Cluster submission from notebook

This notebook shows how to take code from BESOS and run it on ComputeCanada cluster resources.
To run BESOS modules on ComputeCanada cluster resources, you will need: + A ComputeCanada account with the following installed: + python 3 and glpk (both can be loaded with module load). + bonmin and energyplus. + besos (pip installable).

You can also obviously develop Python files that use the BESOS modules locally and submit them to the cluster via your usual method.

Overall process

The general process is as follows: + Write your code to a .py file + As shown below, you can write out a single cell from your notebook by adding %%writefile filename.py at the top
This has the advantage that you can test your code on BESOS, then uncomment this line. + To output a whole notebook, select File, Export Notebook As… and select Executable Script + Write a batch file to submit it + We use the %%writefile method below + Execute the follwing steps in the terminal (here we use a window inside a notebook cell, or open a seperate terminal tab): + Move the files over using SFTP (see here). + Submit the job + Copy back the results files using SFTP + Unpickle the results and continue post-processing
Whilst this process is somewhat cumbersome, it can be convienient for novice terminal users to use the cell below as a crib sheet of commands.
We recommend copying snippets of this notebook and the SFTP one together to make your own workflow.

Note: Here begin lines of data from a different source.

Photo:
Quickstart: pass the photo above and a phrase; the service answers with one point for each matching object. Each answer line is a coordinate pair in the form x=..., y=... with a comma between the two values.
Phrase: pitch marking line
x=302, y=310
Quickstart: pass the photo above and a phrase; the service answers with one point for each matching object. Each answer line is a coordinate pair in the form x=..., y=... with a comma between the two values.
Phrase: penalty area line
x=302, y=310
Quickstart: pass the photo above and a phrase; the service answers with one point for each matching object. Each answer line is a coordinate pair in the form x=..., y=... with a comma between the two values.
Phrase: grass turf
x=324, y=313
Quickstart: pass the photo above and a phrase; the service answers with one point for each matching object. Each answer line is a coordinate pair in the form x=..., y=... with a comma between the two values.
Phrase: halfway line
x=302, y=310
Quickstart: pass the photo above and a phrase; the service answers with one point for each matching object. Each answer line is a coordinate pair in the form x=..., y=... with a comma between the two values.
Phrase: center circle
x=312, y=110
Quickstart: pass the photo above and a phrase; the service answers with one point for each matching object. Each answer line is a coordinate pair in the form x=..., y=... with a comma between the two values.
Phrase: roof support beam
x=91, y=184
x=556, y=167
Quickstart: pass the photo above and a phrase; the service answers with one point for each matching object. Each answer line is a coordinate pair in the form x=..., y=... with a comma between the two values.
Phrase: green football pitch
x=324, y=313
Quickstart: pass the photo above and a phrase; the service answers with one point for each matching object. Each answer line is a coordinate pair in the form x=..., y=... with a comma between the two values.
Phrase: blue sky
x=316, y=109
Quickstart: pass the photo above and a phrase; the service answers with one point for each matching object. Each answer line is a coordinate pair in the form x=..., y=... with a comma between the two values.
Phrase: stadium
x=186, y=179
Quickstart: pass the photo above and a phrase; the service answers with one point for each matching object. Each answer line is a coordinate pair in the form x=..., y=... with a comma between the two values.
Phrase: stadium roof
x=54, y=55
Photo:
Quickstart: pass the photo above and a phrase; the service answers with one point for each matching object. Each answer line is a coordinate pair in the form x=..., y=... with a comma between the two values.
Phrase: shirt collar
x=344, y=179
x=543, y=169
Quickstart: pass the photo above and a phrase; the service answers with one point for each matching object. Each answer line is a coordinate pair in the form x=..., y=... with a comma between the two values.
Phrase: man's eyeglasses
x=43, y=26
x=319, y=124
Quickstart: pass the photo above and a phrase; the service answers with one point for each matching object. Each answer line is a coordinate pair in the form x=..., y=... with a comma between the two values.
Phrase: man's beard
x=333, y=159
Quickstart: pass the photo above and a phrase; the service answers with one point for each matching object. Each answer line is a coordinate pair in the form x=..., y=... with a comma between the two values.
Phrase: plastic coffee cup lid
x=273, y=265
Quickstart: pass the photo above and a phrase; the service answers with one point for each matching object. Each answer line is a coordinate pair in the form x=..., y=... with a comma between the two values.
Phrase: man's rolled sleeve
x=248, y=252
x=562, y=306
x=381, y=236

Python file for execution on cluster

The following cell will write a Python file cluster.py to be submitted to the ComputeCanada cluster.

#%%writefile cluster.py
import pickle
import time

import numpy as np
import pandas as pd
from IPython.display import IFrame
from besos import eppy_funcs as ef, pyehub_funcs as pf, sampling
from besos.evaluator import EvaluatorEH, EvaluatorEP
from besos.parameters import (
    FieldSelector,
    FilterSelector,
    GenericSelector,
    Parameter,
    RangeParameter,
    expand_plist,
    wwr,
)
from besos.problem import EHProblem, EPProblem, Problem


now = time.time() # get the starting timestamp

building = ef.get_building() # load example file if no idf filename is provided
parameters = expand_plist(
    {'NonRes Fixed Assembly Window':
          {'Solar Heat Gain Coefficient':(0.01,0.99)}}
    )
objectives = ['Electricity:Facility', 'Gas:Facility'] # these get made into `MeterReader` or `VariableReader`
problem = EPProblem(parameters, objectives) # problem = parameters + objectives
evaluator = EvaluatorEP(problem, building) # evaluator = problem + building
samples = sampling.dist_sampler(sampling.lhs, problem, 2)
outputs = evaluator.df_apply(samples, keep_input=True)

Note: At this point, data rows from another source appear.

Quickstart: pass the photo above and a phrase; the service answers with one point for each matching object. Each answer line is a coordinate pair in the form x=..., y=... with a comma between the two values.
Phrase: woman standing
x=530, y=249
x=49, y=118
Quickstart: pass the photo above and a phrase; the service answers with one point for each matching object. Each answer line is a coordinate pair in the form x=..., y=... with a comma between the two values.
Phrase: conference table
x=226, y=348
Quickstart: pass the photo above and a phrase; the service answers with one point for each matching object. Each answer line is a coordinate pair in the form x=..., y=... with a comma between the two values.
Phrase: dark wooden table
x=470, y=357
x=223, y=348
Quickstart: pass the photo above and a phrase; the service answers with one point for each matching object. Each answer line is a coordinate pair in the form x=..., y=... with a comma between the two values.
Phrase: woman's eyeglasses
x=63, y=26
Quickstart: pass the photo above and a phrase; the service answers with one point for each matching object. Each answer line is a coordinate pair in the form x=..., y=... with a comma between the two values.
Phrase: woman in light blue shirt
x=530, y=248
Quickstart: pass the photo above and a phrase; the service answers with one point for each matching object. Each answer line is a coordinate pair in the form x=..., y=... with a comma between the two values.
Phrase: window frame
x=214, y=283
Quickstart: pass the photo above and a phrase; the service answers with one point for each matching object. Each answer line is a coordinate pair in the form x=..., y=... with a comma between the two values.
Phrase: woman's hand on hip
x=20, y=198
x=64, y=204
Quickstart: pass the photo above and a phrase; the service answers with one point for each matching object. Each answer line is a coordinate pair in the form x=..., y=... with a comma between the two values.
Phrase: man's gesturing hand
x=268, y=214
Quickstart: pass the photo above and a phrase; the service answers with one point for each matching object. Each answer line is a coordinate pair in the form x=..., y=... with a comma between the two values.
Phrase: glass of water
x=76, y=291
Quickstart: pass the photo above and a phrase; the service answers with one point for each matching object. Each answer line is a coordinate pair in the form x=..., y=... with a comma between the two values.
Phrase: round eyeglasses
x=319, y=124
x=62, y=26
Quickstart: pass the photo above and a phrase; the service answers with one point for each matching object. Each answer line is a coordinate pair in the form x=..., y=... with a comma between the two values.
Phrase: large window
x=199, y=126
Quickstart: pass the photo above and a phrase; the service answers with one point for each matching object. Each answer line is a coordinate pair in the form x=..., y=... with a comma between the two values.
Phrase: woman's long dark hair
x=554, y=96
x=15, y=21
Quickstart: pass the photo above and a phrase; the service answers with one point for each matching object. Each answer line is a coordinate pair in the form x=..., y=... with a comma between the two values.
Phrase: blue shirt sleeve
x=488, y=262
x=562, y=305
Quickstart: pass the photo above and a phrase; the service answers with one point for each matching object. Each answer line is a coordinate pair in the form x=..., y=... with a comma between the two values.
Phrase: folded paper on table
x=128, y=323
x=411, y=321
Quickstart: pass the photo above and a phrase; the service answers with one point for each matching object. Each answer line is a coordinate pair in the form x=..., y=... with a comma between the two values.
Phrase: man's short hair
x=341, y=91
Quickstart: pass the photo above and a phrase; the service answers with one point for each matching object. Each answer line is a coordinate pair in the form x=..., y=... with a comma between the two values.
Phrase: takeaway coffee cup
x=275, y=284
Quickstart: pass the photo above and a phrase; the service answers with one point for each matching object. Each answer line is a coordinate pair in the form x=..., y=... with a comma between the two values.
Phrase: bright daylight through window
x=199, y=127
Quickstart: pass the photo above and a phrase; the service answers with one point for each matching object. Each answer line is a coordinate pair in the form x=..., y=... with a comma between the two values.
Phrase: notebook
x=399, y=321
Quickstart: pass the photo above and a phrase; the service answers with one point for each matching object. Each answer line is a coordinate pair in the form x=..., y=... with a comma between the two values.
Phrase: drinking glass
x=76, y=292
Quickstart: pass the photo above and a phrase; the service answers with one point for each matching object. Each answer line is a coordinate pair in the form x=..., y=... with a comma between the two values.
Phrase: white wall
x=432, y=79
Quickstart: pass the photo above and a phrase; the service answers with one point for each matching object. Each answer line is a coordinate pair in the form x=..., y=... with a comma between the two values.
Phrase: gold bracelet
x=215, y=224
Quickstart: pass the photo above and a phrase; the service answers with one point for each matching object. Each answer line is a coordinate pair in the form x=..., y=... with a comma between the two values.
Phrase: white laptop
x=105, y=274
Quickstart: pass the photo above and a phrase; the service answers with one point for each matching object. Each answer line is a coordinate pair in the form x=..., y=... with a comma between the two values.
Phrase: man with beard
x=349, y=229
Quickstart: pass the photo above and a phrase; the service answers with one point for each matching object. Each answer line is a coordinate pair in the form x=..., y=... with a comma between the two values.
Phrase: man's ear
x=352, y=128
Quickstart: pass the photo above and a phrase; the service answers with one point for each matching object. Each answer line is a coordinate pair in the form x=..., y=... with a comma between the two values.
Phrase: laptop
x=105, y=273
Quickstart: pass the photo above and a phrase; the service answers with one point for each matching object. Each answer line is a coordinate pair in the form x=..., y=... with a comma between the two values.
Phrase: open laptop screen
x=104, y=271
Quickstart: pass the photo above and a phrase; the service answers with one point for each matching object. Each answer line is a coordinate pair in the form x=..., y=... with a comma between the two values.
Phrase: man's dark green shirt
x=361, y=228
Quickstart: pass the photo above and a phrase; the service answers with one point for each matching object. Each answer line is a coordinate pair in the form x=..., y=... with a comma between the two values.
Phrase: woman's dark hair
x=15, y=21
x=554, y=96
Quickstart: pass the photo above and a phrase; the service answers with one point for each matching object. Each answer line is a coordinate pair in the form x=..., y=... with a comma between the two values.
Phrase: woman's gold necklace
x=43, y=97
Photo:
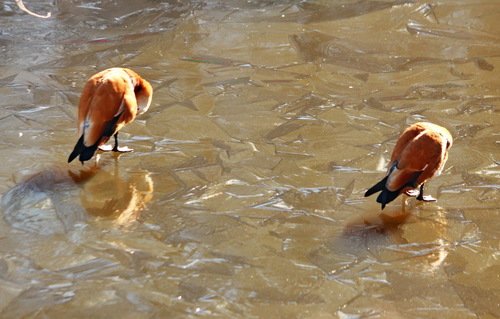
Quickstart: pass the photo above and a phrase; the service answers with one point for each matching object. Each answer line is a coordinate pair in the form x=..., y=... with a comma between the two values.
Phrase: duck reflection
x=109, y=195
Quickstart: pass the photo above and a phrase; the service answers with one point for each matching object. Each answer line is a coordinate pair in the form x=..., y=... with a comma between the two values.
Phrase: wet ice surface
x=244, y=197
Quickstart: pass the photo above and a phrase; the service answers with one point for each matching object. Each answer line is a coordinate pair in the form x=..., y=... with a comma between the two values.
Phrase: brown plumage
x=420, y=154
x=110, y=99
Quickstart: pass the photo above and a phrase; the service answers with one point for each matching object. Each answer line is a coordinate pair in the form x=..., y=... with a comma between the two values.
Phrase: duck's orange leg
x=115, y=148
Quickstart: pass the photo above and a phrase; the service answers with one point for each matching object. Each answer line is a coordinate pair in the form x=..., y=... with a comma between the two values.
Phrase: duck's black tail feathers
x=386, y=196
x=84, y=152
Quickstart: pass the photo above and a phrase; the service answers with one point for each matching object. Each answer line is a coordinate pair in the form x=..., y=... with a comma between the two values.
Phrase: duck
x=110, y=99
x=420, y=154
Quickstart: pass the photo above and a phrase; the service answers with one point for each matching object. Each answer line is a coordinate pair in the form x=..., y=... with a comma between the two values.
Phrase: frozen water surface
x=244, y=196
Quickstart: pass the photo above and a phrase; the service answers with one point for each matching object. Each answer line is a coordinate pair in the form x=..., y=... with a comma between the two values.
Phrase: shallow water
x=244, y=196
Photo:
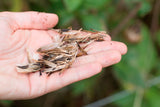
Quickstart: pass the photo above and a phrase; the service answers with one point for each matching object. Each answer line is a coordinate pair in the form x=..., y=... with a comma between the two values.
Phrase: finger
x=105, y=58
x=33, y=20
x=106, y=45
x=71, y=75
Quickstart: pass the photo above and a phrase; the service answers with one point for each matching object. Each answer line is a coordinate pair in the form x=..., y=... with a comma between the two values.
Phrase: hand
x=31, y=30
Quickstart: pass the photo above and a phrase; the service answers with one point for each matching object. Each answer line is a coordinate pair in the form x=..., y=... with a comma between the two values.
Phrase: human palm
x=31, y=30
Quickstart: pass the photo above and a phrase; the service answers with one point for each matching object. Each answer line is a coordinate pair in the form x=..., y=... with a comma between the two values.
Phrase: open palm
x=31, y=30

passedtime = round(time.time()-now,2)
timestr = 'Time to evaluate '+str(len(samples))+' samples: '+str(passedtime)+' seconds.'

with open('time.cluster', 'wb') as timecluster:
     pickle.dump(timestr, timecluster)
with open('op.out', 'wb') as op:
     pickle.dump(outputs, op)

timestr
HBox(children=(FloatProgress(value=0.0, description='Executing', max=2.0, style=ProgressStyle(description_widt…
'Time to evaluate 2 samples: 3.76 seconds.'

Batch file

The following cell will write a batch file clusterbatch.sh used for submitting our job.

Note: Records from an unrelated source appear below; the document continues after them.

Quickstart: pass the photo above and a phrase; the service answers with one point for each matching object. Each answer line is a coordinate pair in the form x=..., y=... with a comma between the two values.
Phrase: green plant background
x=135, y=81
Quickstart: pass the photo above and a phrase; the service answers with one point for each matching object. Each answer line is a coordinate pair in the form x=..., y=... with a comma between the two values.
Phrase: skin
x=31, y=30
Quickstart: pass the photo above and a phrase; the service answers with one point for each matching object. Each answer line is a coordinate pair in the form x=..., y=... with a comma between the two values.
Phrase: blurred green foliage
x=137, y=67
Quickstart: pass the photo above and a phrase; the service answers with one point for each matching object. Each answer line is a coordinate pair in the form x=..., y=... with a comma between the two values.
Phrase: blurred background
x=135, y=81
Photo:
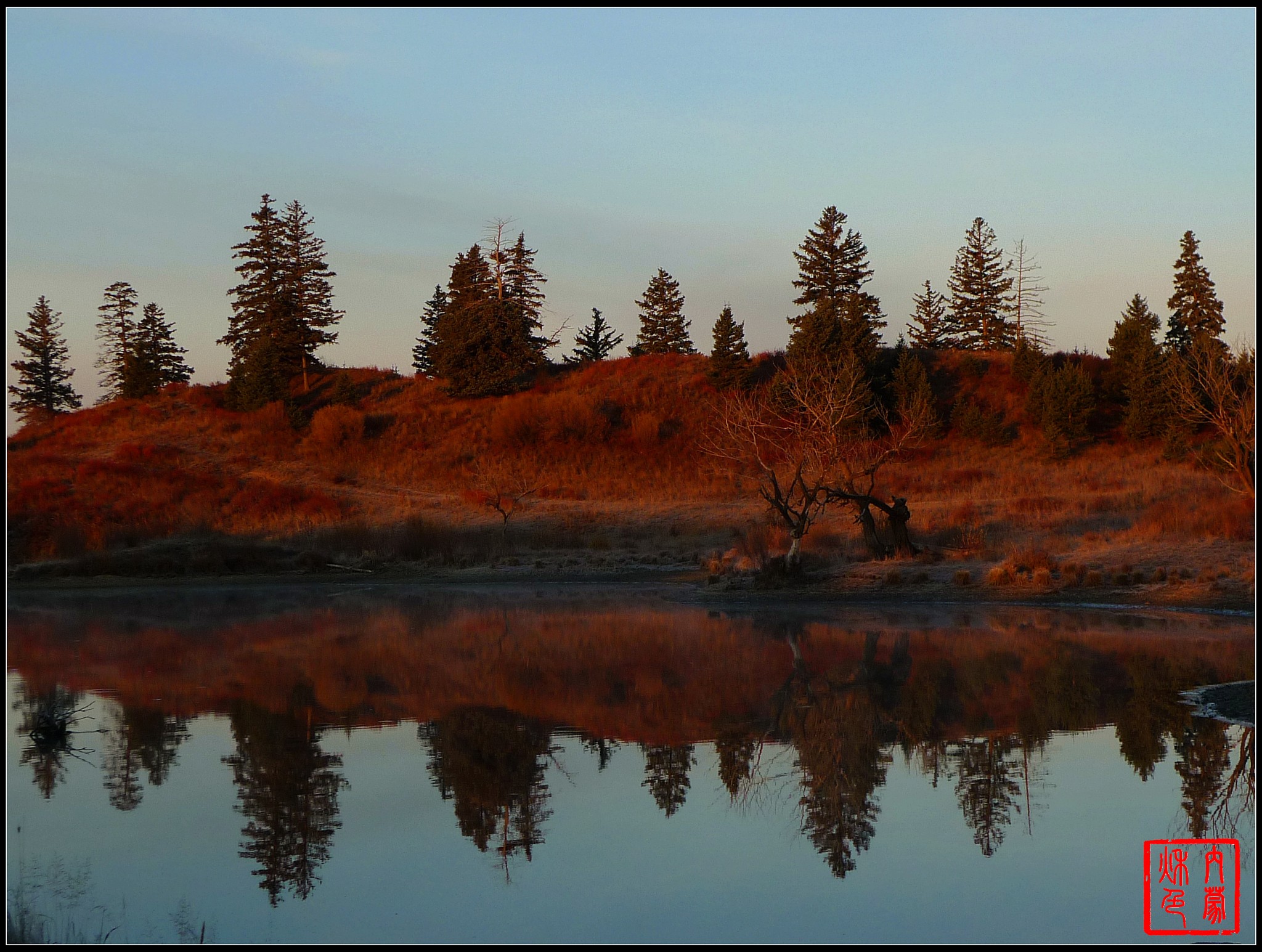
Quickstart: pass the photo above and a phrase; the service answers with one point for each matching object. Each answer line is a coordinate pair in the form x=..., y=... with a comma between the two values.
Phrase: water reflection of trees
x=491, y=762
x=139, y=739
x=287, y=787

%%writefile clusterbatch.sh
#!/bin/bash
#SBATCH --account=def-revins
#SBATCH --time=00:10:00
#SBATCH --nodes=1
#SBATCH --cpus-per-task=4
#SBATCH --mem=1000mb
#SBATCH --output=%x-%j.out

echo "Current work dir: `pwd`"
echo "Starting run at: `date`"

echo "Job ID: $SLURM_JOB_ID"

echo "prog started at: `date`"
mpiexec python cluster.py
echo "prog ended at: `date`"
Overwriting clusterbatch.sh

File transfers

Now we need to transfer following files to the cluster using SFTP as described in this notebook: + cluster.py + clusterbatch.sh
Note that we need to transfer these files in a folder residing in /scratch (e.g. /scratch/job) on the cluster since we do not have access to submit jobs from /home.

Job submission

SSH login on the server

Get the terminal inside the notebook:

your_gitlab_username = 'mdrpanwar'# change this to your username
IFrame("https://hub.besos.uvic.ca/user/"+your_gitlab_username+"/terminals/2", width=1200, height=250)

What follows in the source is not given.